Both production and performances met with acclaim and the following year Welles cast Schnabel in the adaptation of H.G. Wells's The War of the Worlds that started a nationwide panic when listeners thought that the United States had really been invaded by Martians. Schnabel played a Pennsylvania Dutch farmer who dies at the hands of the Martians. He recalled that after finishing his part he was sitting in the anteroom. "A few policemen trickled in, then a few more. Soon the room was full of policemen and a massive struggle was going on between the police, page boys and CBS executives, who were trying to prevent the cops from busting in and stopping the show. It was a show to witness."

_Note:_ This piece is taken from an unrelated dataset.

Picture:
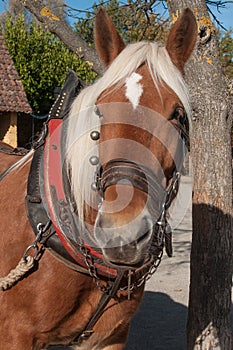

Schnabel went on to appear in over 3,000 radio shows. On This is Our Enemy he often played Nazi roles, and during the Second World War he broadcast propaganda messages to his native Germany. Serving with the Office of Strategic Services during the war, he worked with the underground in England, Germany, France and Holland and was awarded a Certificate of Merit.

He made his screen debut in Welles's production Journey Into Fear (1942) and on Broadway he appeared with Welles in the Cole Porter musical Around the World in 80 Days (1946). Other Broadway roles included Lopakhin in The Cherry Orchard (1944), Colonel Ikonenko in Peter Ustinov's The Love of Four Colonels (1953), Papa Yoder in the musical Plain and Fancy (1955) and General Hotzendorf in John Osborne's A Patriot for Me (1969). His last principal role on Broadway was in Mike Nichols's production of Andrew Bergman's Social Security (1986).

His films included several spy stories - for example as the head of a Communist espionage network in The Iron Curtain (1948). He made over 100 television appearances in prestigious dramatic shows before his role as Dr Stephen Jackson in Guiding Light. He was pleased, he said, that during his 17 years with the soap opera his character evolved from a grumpy physician to a more sympathetic surgeon.

In 1947 Schnabel married the actress Marion Kohler and for 45 years they lived in Connecticut, where they founded the Rainbow Theater, appearing together there in T.S. Eliot's The Confidential Clerk, Durrenmatt's The Physicists and other plays. In 1992 they moved to Rogaro, Italy, where they were living at the time of Stefan Schnabel's death.

Stefan Schnabel, actor: born Berlin 2 February 1912; married 1947 Marion Kohler (two sons, one daughter); died Rogaro, Italy 11 March 1999.